Roll on a couple of months after some hair raising brinksmanship between the Republicans and Democrats, a deal of sorts has been approved by the US Senate and House of Representatives broadly as expected and on face value a lot like the outcome modelled by the Congressional Budget Office earlier in the year. This will see the Bush-era tax cuts retained for the vast majority of Americans and increases restricted only to those earning more than $400,000 per annum which represents a compromise from both sides of America’s political divide.
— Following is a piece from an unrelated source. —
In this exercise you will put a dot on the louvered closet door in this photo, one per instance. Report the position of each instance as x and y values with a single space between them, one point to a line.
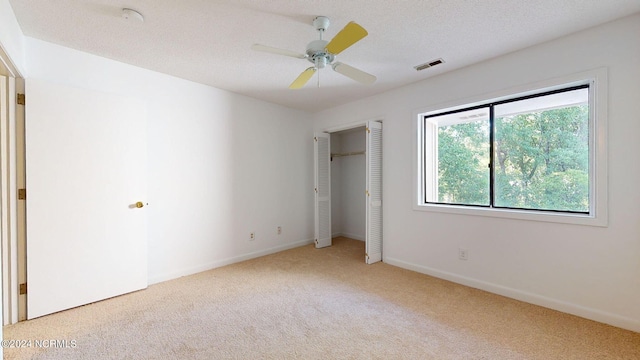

The deal reached is not a full resolution of the “fiscal cliff” as it fundamentally addresses one side of the equation: the extent of tax rises. Decisions over the depth of spending cuts have been deferred for reasons of pragmatism to provide more time to reach an agreement. In our view sizeable cuts in spending programmes are inevitable, with greater clarity to come in the months ahead.
So while the deal isn’t a comprehensive “grand bargain”, in our view it represents an important step forward and should put to rest those fears of a doomsday scenario. By averting widespread tax hikes, we don’t expect the recovery to be de-railed.
More importantly, it to a large degree removes another short term cause of uncertainty that has dented both business and market confidence. Many US businesses have held back on decision making over the last year, with North American M&A down around a quarter over the previous year. More confidence in the US should be supportive to market globally.
Although the outlook for growth across much of the developed world remains weak, our our view is that equities generally look attractively valued both relative to bonds and their long-term trends. Step by step, we have seen a number of uncertainties removed (US elections, Chinese leadership transition) and a more proactive approach from central banks both in Europe and the US. The combination of cheap equity valuations, attractive dividend yields and gradually improving market confidence should be supportive for equities in 2013 and beyond with our favoured markets being core Europe and Global Emerging Markets.”